A cylindrical vessel, whose diameter and height both are equal to 30 cm, is placed on a horizontal surface and a small particle P is placed in it at a distance of 5.0 cm from the centre. An eye is placed at a position such that the edge of the bottom is just visible (see figure). The particle P is in the plane of drawing.
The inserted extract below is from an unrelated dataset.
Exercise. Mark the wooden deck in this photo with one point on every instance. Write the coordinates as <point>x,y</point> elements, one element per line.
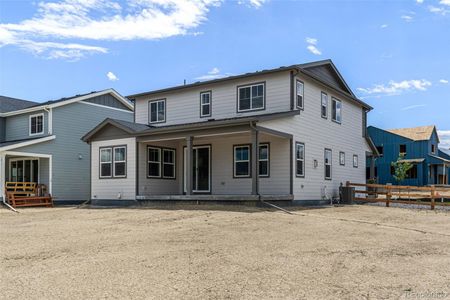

Up to what minimum height should water be poured in the vessel to make the particle P visible?

Answer 1

Given,
Diameter and height (h) of the cylindrical vessel = 30 cm
Therefore, its radius (r) = 15 cm
We know the refractive index of water (μ_w) = 1.33 
\[= \frac{4}{3}\] 

Using Snell's law,
\[\frac{\sin i}{\sin r} = \frac{1}{\mu_w}\]
\[\frac{\sin i}{\sin r} = \frac{3}{4}\]
\[As r = 45^\circ \]
\[ \Rightarrow \sin i = \frac{3}{4\sqrt{2}}\]
Point P will be visible when the refracted ray makes an angle of 45˚ at the point of refraction.
Let x be the distance of point P from X.

\[\tan  45^\circ= \frac{x + 10}{d}\] 

\[ \Rightarrow d = x + 10           .  .  . (i)\] 

\[and  \] 

\[\tan  i = \frac{x}{d}\] 

\[ \Rightarrow \frac{3}{\sqrt{23}} = \frac{d - 10}{d}  \left( \because \sin  i = \frac{3}{4\sqrt{2}} \Rightarrow \tan  i = \frac{3}{\sqrt{23}} \right)\] 

\[ \Rightarrow \frac{3}{\sqrt{23}} - 1 = \frac{- 10}{d}\] 

\[ \Rightarrow d = \frac{\sqrt{23} \times 10}{\sqrt{23} - 3}\] 

\[d = 26 . 7  cm\]
Hence, the required minimum height of water = 26.7 cm